Is it possible there can be two persons of that name? That, at any
rate, is the first thing that strikes me."
"It is not the first thing that strikes me," said Mrs. Greyle. She took
up the typescript which the old actor had brought in his packet, and held
its title-page significantly before him. "That is the first thing that
strikes me!" she exclaimed. "The Marston Greyle who sent this to Bassett
Oliver said according to your story--that he sprang from a very old
family in England, and that this is a dramatization of a romantic episode
in its annals. Now there is no other old family in England named Greyle,
and this episode is of course, the famous legend of how Prince Rupert
once sought refuge in the Keep yonder and had a love-passage with a lady
of the house. Am I right, Mr.

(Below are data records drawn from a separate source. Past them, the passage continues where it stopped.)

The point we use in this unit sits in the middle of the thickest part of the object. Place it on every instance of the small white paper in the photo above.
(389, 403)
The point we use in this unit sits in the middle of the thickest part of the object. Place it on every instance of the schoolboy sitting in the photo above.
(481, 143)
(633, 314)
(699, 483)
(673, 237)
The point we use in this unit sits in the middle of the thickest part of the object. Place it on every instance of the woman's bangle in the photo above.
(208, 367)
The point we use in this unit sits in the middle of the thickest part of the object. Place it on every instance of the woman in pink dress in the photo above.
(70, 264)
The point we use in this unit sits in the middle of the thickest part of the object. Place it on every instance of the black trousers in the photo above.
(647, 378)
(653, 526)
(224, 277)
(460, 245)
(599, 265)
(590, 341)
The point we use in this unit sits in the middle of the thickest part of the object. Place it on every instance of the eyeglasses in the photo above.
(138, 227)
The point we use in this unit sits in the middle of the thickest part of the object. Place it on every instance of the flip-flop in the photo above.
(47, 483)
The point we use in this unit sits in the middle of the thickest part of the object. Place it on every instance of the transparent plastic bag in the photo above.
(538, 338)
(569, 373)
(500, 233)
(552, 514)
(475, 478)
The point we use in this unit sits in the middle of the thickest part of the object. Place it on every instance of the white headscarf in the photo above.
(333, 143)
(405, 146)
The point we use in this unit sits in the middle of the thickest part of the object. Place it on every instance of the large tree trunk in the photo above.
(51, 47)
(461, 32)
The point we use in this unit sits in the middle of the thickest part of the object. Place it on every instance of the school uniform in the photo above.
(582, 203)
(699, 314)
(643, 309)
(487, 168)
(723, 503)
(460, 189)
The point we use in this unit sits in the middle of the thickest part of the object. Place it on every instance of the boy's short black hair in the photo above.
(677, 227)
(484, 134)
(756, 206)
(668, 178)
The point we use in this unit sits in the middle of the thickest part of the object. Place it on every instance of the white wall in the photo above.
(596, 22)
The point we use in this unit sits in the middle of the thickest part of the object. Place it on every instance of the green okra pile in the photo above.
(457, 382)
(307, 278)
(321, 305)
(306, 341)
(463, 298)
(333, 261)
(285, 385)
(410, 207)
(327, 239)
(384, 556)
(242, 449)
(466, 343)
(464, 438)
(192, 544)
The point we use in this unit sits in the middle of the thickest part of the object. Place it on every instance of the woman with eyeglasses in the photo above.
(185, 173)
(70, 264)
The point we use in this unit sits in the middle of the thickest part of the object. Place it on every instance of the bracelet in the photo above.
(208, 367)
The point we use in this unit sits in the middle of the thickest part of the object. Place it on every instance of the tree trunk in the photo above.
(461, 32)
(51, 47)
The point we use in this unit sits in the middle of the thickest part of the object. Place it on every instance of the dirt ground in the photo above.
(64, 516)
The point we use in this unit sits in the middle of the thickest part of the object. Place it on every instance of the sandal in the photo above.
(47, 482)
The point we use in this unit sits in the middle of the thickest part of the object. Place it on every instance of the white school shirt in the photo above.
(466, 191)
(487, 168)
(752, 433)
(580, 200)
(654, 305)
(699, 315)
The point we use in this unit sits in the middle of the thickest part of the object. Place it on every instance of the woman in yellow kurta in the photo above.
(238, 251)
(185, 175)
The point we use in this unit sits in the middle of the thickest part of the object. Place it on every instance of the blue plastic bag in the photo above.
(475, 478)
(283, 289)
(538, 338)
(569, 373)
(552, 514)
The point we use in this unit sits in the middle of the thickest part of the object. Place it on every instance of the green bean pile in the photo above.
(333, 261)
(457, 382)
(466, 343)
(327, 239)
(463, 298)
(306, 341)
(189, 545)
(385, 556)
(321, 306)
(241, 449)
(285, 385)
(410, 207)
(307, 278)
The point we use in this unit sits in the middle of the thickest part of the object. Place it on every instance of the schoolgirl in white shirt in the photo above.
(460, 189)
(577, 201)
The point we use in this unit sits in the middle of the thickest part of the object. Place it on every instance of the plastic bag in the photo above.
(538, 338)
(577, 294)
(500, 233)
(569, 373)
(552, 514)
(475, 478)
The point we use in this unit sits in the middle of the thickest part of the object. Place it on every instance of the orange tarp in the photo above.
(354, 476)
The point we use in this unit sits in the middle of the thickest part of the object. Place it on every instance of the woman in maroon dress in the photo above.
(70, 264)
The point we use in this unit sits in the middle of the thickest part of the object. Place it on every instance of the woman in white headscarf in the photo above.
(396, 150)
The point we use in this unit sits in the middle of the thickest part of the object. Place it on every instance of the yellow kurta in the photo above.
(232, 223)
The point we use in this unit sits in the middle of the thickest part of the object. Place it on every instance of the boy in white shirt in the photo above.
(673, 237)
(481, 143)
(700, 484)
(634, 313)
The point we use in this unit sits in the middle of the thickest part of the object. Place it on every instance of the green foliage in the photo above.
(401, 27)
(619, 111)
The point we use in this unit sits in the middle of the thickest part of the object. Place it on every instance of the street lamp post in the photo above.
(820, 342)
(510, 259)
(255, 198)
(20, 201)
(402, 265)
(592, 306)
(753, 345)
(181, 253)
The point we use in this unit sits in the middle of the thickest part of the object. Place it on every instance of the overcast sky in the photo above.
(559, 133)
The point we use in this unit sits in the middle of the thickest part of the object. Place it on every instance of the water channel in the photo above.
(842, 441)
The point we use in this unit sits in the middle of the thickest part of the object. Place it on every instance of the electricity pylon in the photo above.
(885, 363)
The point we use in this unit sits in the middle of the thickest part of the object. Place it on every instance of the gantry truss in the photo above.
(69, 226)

Dennie?"
"Quite right, ma'am, quite correct," replied the old actor. "It is
so--you have guessed correctly!"
"Very well, then--the Marston Greyle who wrote this, and those letters,
and who met Bassett Oliver was without doubt the son of Marcus Greyle,
who went to America many years ago. He was the same Marston Greyle, who,
his father being dead, of course succeeded his uncle, Stephen John
Greyle--that seems an absolute certainty. And in that case," continued
Mrs. Greyle, looking earnestly from one to the other, "in that case--who
is the man now at Scarhaven Keep?"
A dead silence fell on the little room.